Arbeit & Leben: Als Arbeitgeber legen wir natürlich Wert darauf, auch die Präferenzen und Wünsche unserer Mitarbeitenden umzusetzen. Dies äußert sich etwa in flexiblen Arbeitsmodellen, Sabbaticals für persönliche Weiterbildung oder Freizeit – und auch in einem sehr modernen Arbeitsplatz im Herzen Frankfurts. Die Beratung steht im Ruf, besonders stressig zu sein. Natürlich ist dies nicht aus der Luft gegriffen, daher legen wir besonderen Wert auf die psychische und physische Gesundheit unserer Mitarbeitenden, bieten hierzu Kurse und maßgeschneiderte Programme an.
Zum Ende noch eine persönliche Frage: Wie hat sich im Laufe Ihres Berufsleben Ihre Sichtweise auf Menschen verändert, was Ihr Potential betrifft?
Es gab in meiner beruflichen Laufbahn viele Mitarbeitende, bei denen ich Wachstumspotential gesehen habe und sie bei ihrem Weg auf die nächste Karrierestufe unterstützt habe. Aus meiner Sicht braucht es dafür vor allem tiefe fachliche Kenntnisse zusätzlich zu Leadership-Fähigkeiten.
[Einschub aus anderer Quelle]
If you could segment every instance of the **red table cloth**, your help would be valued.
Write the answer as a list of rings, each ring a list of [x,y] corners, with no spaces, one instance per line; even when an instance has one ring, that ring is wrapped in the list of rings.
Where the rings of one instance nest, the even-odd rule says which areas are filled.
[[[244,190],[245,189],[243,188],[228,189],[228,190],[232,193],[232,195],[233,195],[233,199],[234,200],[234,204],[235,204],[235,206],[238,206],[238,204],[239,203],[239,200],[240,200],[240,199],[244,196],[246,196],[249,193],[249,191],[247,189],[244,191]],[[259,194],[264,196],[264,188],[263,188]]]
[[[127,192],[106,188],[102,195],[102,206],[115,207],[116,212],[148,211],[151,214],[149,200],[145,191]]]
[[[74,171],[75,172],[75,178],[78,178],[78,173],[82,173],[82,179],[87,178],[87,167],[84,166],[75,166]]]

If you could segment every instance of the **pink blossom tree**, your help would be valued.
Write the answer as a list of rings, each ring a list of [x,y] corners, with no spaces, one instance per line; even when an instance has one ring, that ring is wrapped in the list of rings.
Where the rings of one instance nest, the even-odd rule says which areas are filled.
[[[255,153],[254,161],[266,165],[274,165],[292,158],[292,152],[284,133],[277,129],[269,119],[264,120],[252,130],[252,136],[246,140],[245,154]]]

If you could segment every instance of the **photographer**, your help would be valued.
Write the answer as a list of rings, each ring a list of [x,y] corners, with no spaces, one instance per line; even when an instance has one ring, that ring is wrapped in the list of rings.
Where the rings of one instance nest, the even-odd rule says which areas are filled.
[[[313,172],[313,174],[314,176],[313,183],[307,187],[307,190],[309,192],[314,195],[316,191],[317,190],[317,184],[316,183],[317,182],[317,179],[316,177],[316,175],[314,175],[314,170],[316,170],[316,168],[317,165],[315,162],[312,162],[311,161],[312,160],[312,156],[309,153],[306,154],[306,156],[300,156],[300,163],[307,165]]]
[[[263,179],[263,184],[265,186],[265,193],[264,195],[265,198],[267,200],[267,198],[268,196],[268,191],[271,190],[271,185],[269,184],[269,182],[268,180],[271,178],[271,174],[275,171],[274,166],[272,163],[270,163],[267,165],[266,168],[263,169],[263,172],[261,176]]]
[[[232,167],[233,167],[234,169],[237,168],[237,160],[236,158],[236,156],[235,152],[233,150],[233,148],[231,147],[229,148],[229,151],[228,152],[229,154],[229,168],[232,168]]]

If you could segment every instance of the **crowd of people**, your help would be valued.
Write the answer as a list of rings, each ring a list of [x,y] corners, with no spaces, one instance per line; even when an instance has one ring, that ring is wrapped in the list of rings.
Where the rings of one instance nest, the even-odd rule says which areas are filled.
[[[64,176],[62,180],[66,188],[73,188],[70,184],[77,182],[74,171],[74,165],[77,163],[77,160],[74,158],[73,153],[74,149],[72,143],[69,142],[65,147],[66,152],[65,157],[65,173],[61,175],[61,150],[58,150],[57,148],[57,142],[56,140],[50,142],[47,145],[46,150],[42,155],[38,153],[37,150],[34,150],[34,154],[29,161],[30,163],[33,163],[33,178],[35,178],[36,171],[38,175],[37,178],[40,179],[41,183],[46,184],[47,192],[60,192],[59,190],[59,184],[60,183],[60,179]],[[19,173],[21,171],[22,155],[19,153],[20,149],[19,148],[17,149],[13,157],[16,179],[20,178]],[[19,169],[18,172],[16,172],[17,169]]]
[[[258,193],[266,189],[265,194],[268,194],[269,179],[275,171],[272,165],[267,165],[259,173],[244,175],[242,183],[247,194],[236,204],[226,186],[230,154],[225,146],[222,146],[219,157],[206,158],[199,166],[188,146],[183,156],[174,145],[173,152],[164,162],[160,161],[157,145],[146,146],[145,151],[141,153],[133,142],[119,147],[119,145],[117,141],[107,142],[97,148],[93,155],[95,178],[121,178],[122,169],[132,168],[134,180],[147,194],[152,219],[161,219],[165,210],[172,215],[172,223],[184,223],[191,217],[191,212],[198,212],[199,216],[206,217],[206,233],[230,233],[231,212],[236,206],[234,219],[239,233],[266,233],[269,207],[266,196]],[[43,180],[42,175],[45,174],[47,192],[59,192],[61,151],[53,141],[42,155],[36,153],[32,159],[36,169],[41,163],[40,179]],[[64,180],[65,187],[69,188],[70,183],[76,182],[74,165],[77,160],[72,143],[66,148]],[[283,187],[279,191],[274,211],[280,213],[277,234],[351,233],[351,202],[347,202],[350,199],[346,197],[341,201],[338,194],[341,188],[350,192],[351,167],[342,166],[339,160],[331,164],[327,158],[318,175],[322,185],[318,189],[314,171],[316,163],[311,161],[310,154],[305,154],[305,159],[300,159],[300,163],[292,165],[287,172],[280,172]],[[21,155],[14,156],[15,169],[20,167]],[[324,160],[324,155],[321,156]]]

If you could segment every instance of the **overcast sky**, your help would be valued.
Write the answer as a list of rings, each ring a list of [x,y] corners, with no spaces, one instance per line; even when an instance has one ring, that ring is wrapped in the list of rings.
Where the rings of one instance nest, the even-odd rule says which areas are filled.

Für die Zukunft sehe ich zwei Trends, die relevant sind bei der Definition von Potential. Ich glaube, zukünftig gilt das Augenmerk besonders den sogenannten T-Shape Profilen. Diese Profile vereinen das Profil eines Spezialisten in einem Bereich mit einem generalistischen Profil über andere Bereiche hinweg. Dadurch erfassen T-Shape Profile Probleme ganzheitlich und können verschiedene Perspektiven berücksichtigen.
Ferner müssen Kandidaten und Kandidatinnen gut mit Ungewissheit und ständig erforderlicher Anpassung umgehen sowie offen sein für digitale Veränderungen. Anwärterinnen und Anwärter sollten in der Lage sein, hybride Teams zu managen und Transformationsfähigkeiten besitzen, um das Business immer wieder zu hinterfragen, anzupassen und neu aufzustellen.
Claudia Iezzi ist People and Culture Director beim auf die Finanzindustrie spezialisierten Beratungsunternehmen Capco.